CDS Faculty Interview: Arthur Spirling - NYU Center for Data Science

Communications between embassies, government entities, and diplomats take the form of classified diplomatic cables. In 2010, over 150,000 of these cables were released by Wikileaks, a nonprofit organization that publishes classified government documents. The effect of the leak was twofold; not only did previously secret information become readily available, but now, the general population could glimpse into the inter-workings of diplomacy.

Last year, Arthur Spirling, an Associate Professor of Politics and Data Science at New York University, co-authored a paper titled, “Dimensions of Diplomacy,” regarding his research on these Wikileaks cables. We got the chance to ask him a few questions about his research, his findings, and the nature of governmental secrecy.

Can you give us a bit of background on why you choose to look into the Wikileaks cables? What sort of information or trends did you go in looking for?

My coauthor, Michael Gill, and I were interested in the idea of private information in the realm of international relations. Scholars believe that presidents, prime ministers and other policy makers have data about the world that they don’t make public, and so this information is, by definition, hard to obtain and study.

Documents pertaining to international affairs are declassified from time to time, and you can get a sense of what policy makers were thinking in a given crisis, but that’s not true of all cables they send and read (the most secret ones stay secret!). Plus, we don’t generally have such information for the most recent periods of history—e.g. US involvement in Iraq.

The Wikileaks cables contained recent communications, some of which were at a relatively high level of confidentiality. As a result, they represent an unusual opportunity to get a sense of how policy makers think about their world.

In your paper, you talked about how diplomatic cables are so hard to theorize, largely because we, the general public, do not even know how secrecy works in diplomacy. Could you talk about your findings regarding the mechanics of secrecy?

When we looked at the nature of secrecy, we saw that, in these cables at least, there are two types. First, and perhaps most naturally, diplomats keep capabilities secret. That is, information about military matters is reserved for those with high security clearances.

But they also keep ‘procedural’ matters secret too. That is, information pertaining to the everyday nature of diplomatic efforts, which involves meeting ministers and other political contacts, hearing their demands, and explaining the US position. This may be partly to protect their sources, but it may also be a general international diplomatic norm to allow reputations for honesty and integrity to be built up: you are more likely to reveal what you want and know in the long term if you believe it won’t be shared beyond the ambassador you are talking to. So, even quite banal things may be kept secret (because you expect bigger secrets to be revealed down the line).

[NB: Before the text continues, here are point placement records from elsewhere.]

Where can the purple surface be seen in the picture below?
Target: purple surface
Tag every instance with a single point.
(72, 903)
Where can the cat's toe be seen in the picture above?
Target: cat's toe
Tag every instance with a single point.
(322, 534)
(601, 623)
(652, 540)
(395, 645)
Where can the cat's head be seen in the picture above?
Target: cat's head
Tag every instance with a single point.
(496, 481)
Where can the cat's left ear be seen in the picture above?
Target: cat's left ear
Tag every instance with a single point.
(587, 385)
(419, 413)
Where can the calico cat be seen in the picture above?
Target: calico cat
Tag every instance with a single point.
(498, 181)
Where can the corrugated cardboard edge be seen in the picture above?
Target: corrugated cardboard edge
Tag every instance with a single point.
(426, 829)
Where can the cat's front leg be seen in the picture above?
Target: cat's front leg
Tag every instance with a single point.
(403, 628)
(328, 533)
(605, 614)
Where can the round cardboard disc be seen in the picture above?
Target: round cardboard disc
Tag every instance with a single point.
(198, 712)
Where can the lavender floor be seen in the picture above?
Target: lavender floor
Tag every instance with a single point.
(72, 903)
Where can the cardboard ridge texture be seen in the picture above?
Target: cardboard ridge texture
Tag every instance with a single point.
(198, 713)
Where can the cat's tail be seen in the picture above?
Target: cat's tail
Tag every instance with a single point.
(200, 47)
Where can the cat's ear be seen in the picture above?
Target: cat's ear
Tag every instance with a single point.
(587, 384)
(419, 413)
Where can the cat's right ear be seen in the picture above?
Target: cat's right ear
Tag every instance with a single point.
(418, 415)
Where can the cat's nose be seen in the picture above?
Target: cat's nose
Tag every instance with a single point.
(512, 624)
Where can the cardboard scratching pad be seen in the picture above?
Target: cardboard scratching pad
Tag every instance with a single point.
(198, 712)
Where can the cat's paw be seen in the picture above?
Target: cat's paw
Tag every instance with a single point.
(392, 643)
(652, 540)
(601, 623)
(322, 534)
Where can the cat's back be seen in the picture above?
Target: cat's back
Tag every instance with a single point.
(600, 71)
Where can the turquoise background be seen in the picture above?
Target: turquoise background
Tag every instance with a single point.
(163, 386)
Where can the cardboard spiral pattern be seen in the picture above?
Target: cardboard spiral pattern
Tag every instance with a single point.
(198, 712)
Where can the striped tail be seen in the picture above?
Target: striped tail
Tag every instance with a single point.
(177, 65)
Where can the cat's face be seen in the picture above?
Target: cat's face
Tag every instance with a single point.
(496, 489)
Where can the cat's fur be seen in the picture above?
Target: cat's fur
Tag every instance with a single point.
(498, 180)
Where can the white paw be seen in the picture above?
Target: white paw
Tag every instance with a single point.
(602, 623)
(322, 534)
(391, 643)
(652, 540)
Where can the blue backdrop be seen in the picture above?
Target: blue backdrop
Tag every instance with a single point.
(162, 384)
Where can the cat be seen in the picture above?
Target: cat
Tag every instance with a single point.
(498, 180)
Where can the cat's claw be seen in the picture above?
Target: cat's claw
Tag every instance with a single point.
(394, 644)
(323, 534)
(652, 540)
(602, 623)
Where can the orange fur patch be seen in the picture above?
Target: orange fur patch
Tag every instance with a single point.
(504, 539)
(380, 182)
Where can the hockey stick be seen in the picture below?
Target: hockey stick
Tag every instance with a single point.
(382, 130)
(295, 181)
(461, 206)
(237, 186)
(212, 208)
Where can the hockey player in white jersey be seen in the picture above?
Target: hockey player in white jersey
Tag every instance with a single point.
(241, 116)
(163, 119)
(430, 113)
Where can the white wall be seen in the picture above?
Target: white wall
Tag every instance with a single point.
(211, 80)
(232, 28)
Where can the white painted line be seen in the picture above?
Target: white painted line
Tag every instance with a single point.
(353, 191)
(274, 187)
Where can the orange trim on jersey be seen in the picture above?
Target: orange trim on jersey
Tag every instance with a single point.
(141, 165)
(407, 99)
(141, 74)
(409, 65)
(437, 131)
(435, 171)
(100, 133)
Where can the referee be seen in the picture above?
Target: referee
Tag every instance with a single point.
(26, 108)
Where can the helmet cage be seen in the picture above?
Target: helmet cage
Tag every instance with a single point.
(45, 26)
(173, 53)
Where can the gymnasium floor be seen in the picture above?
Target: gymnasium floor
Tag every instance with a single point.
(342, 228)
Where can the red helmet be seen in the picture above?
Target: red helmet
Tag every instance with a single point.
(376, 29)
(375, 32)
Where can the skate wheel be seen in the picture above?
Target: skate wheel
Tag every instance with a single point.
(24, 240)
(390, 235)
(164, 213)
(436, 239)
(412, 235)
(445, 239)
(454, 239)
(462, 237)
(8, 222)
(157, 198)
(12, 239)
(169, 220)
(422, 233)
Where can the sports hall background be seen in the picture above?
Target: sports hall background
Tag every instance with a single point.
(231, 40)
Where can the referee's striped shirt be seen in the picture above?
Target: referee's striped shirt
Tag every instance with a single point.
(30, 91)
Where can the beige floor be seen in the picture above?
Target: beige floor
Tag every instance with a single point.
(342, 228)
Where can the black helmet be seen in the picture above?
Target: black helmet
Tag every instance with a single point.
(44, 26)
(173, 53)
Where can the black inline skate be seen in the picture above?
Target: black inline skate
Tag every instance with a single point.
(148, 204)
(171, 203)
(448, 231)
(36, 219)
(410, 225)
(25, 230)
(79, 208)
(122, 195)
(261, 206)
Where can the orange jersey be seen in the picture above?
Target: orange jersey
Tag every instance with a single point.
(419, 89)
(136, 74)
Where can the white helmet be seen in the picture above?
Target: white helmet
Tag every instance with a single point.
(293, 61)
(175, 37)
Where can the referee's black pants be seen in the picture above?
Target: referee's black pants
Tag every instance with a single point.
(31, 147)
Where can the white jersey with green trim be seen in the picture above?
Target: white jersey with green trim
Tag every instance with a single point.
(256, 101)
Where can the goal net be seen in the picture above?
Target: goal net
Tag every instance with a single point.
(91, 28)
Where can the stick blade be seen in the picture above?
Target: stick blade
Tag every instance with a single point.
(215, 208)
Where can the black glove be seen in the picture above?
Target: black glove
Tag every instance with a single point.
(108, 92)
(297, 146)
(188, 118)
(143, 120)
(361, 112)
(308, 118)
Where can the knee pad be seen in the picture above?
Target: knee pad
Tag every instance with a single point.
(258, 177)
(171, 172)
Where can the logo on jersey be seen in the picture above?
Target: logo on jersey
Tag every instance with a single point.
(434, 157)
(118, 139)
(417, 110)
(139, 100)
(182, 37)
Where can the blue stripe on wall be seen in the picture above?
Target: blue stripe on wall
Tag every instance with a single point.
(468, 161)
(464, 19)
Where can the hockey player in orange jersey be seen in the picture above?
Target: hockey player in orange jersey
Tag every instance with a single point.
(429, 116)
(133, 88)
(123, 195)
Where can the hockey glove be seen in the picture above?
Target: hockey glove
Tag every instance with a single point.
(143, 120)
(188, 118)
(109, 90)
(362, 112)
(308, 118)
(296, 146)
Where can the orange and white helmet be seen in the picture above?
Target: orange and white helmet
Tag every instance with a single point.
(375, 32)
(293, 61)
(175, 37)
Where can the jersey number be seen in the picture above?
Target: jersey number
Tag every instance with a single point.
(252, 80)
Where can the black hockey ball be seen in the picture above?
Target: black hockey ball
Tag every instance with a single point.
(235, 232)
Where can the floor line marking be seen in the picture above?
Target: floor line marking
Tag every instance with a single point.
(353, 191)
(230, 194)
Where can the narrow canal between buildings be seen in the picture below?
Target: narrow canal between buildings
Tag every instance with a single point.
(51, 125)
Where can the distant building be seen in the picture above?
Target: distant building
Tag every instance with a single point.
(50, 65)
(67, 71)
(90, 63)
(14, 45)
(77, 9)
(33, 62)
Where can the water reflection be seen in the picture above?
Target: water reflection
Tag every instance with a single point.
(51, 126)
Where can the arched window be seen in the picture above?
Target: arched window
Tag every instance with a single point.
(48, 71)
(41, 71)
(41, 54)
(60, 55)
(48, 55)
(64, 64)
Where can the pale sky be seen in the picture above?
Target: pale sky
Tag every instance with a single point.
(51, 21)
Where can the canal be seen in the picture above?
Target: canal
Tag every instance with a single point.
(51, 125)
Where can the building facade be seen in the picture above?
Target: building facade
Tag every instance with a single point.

Could you talk about your findings in terms of how governments go about obtaining information or how governments go about keeping it classified?

We don’t really have much to say about how the US government runs its classification regime. We know, from our work, what it believes is important to keep secret. We don’t know, however, how it actually enforces this “on the ground”

How did you go about grouping and categorizing the cables? I would imagine that the documents didn’t have categorizations when they were leaked, is that correct?

Actually, the documents are pre-categorized by the US government in terms of subject matter. There are a large number of ‘TAGS’ which diplomatic staff apply to a cable so that receivers know what it is about substantively.

Can you talk about how you went about looking through this huge number of documents? What were the data science methods that you used, and what variables or pieces of data were you looking for?

We used some python scripts to “clean” the cables, and we used text analysis methods—such as topic models—to get a sense of what was in them. One of our important steps was to obtain a “balanced” sample—meaning a sample in which the cables generally dealt with similar topics, but differed by security level—early on. That meant our inferences about what makes for a more secret cable could be sharper, and it also meant the problem was ‘smaller’ and much easier to handle than the original 250,000 documents.

At any point in your research did your objectives change? Were there any assumptions you had going in that had to be adjusted once you started to analyze the data?

From seeing the media reaction, we initially assumed that pretty much ‘everything’ that could have been accessed by Chelsea Manning was released. We now know this is false. Unless some embassies just didn’t send cables in certain months, there was just no way that the leak was “complete” in terms of coverage. This observation lead to our first paper on the leak. We also noticed that the cables were pretty unbalanced in terms of location, subject matter and date. That is, the leak contains many more cables about certain issues in certain places than others.

Wikileaks was obviously an illegal leak. Did that pose any sort of problem in your research?

Not directly. We, of course, took legal advice from Harvard General Counsel about publishing our work. Oxford University Press — the publisher of the relevant journal— also looked into the matter. In all cases, it was felt that our research would not cause legal problems for us as authors, the university or the journal. To be clear, neither my coauthor nor me wanted to “cause trouble”. We made efforts to use the cables responsibly by, for example, never looking for ‘real names’ or attempting to uncover the specific content of sensitive conversations. Ultimately, we want to understand how policy-makers think about secrecy and international relations—nothing more.